Brahma.FSharp GPGPU Examples: Image Processing & Matrix Multiplication

GitHub Actions

This repository contains practical, educational examples of General-Purpose computing on Graphics Processing Units (GPGPU) using the F# programming language. It serves as a hands-on guide to leveraging the Brahma.FSharp library for writing parallel code that executes on OpenCL-compatible devices like GPUs.

The primary goal is to demonstrate how to accelerate common computational problems by offloading them from the CPU to the GPU, showcasing both the performance potential and the implementation patterns in F#.

Few example how to utilize GPGPU in F# code using Brahma.FSharp.

✨ Features

This project currently includes two classic GPGPU examples:

Image Convolution: Applies various filters (like blur, sharpen, edge detection) to images. This operation is inherently parallel, as each output pixel can be computed independently from its neighbors, making it an ideal candidate for GPU acceleration. (Located in src/ImageProcessing/).

Matrix Multiplication: Implements the multiplication of two large matrices on the GPU. This is a fundamental operation in many scientific and engineering domains and perfectly illustrates data-parallel computing. (Located in src/MatrixMultiplication/ ).

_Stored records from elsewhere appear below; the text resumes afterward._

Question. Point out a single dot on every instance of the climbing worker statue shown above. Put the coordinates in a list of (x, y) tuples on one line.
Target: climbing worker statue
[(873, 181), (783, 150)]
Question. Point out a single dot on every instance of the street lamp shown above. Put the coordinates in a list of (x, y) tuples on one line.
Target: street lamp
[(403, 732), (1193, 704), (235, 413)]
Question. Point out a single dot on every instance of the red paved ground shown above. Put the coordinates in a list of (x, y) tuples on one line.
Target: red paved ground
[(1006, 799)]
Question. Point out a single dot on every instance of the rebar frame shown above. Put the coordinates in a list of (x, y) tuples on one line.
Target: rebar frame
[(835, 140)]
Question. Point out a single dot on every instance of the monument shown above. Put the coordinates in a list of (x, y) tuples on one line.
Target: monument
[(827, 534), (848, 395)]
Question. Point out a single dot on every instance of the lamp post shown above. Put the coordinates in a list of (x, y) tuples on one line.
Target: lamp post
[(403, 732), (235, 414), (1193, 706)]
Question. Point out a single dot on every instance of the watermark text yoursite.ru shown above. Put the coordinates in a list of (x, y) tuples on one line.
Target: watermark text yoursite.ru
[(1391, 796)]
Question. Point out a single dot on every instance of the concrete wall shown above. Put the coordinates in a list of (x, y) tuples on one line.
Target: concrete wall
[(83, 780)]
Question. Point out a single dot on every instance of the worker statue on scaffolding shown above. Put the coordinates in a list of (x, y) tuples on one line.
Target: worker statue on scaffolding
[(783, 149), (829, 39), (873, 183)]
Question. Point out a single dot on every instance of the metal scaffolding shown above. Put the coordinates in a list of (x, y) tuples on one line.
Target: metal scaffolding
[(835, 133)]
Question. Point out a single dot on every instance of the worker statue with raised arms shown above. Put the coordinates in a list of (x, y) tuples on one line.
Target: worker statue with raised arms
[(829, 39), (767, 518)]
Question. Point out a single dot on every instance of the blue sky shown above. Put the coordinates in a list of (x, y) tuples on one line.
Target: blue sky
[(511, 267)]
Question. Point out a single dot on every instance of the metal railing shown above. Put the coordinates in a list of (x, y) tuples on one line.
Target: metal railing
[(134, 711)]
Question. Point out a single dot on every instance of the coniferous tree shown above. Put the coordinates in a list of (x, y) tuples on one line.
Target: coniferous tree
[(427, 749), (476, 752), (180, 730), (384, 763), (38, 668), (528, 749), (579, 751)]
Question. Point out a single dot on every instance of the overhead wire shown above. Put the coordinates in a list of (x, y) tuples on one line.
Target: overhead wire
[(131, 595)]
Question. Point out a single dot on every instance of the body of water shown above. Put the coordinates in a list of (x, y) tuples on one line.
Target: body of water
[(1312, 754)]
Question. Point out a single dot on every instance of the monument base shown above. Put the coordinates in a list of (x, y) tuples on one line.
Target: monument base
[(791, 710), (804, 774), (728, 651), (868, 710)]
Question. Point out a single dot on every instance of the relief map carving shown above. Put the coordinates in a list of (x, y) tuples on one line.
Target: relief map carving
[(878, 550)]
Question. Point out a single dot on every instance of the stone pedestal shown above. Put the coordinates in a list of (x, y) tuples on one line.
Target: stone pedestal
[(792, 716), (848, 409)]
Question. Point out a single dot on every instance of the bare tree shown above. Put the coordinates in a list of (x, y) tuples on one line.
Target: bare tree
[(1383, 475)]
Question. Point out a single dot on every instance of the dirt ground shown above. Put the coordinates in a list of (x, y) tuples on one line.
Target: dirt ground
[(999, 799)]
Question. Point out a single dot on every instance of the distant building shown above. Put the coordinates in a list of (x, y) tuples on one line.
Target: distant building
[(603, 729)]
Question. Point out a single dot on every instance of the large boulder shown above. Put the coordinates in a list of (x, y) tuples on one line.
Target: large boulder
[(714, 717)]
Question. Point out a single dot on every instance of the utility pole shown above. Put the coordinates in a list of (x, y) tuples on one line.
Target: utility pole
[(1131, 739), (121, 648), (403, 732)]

Inspired by Cedric Nugteren's OpenCL SGEMM tutorial.

Implemented kernels (K0–K4), each building on the previous with progressive optimizations:

Kernel	Description
K0	Naive: each thread computes one output element, adding each pairwise product directly to the global memory cell of the result matrix
K1	Local accumulator: each thread computes one output element using a mutable local register before writing to global memory once
K2	Local memory tiling: tiles of both input matrices are loaded into local memory for reuse, each thread computes one output element
K3	Increased work per thread: each thread computes `WPT` output elements from tiles in local memory
K4	2D register blocking: each thread computes a `TTS × TTS` tile of the output for maximal data reuse

Both examples are designed to be simple to understand while demonstrating core concepts like kernel definition, memory management, and execution on a compute device.

📁 Repository Structure

The project is organized for clarity and ease of navigation:

src/: Contains all source code.
- ImageProcessing/: The image convolution example and related logic.
- MatrixMultiplication/: The matrix multiplication implementation.
tests/: Unit tests for the examples, ensuring correctness.
- ImageProcessing.Tests/
- MatrixMultiplication.Tests/
benchmarks/: Performance benchmarks.
- MatrixMultiplication.Benchmarks: The matrix multiplication benchmarks.
.github/workflows/: GitHub Actions CI/CD pipelines for automated building and testing.

🚀 Getting Started

Follow these instructions to get the project up and running on your local machine for development and experimentation.

Prerequisites

Before you begin, ensure you have the following installed:

.NET 9.0 SDK or higher.
Option A (Recommended for GPU acceleration): An OpenCL-compatible device (e.g., a discrete or integrated GPU) with the respective vendor driver installed. (e.g., NVIDIA drivers for NVIDIA GPUs, ROCm or AMD drivers for AMD GPUs, or Intel OpenCL runtime for Intel GPUs/CPUs).
Option B (CPU fallback - great for testing/learning): If you don't have a GPU or want to experiment on CPU first, install POCL (Portable Computing Language). POCL is an open-source OpenCL implementation that runs on CPUs, allowing you to run all examples without dedicated graphics hardware.
- On Ubuntu/Debian: sudo apt install pocl-opencl-icd
- Check the official POCL installation guide for installation options.

Installation & Build

Clone the repository:

git clone https://github.com/gsvgit/ImageProcessing.git
cd ImageProcessing

Build the project: This command compiles the code and restores any necessary NuGet packages.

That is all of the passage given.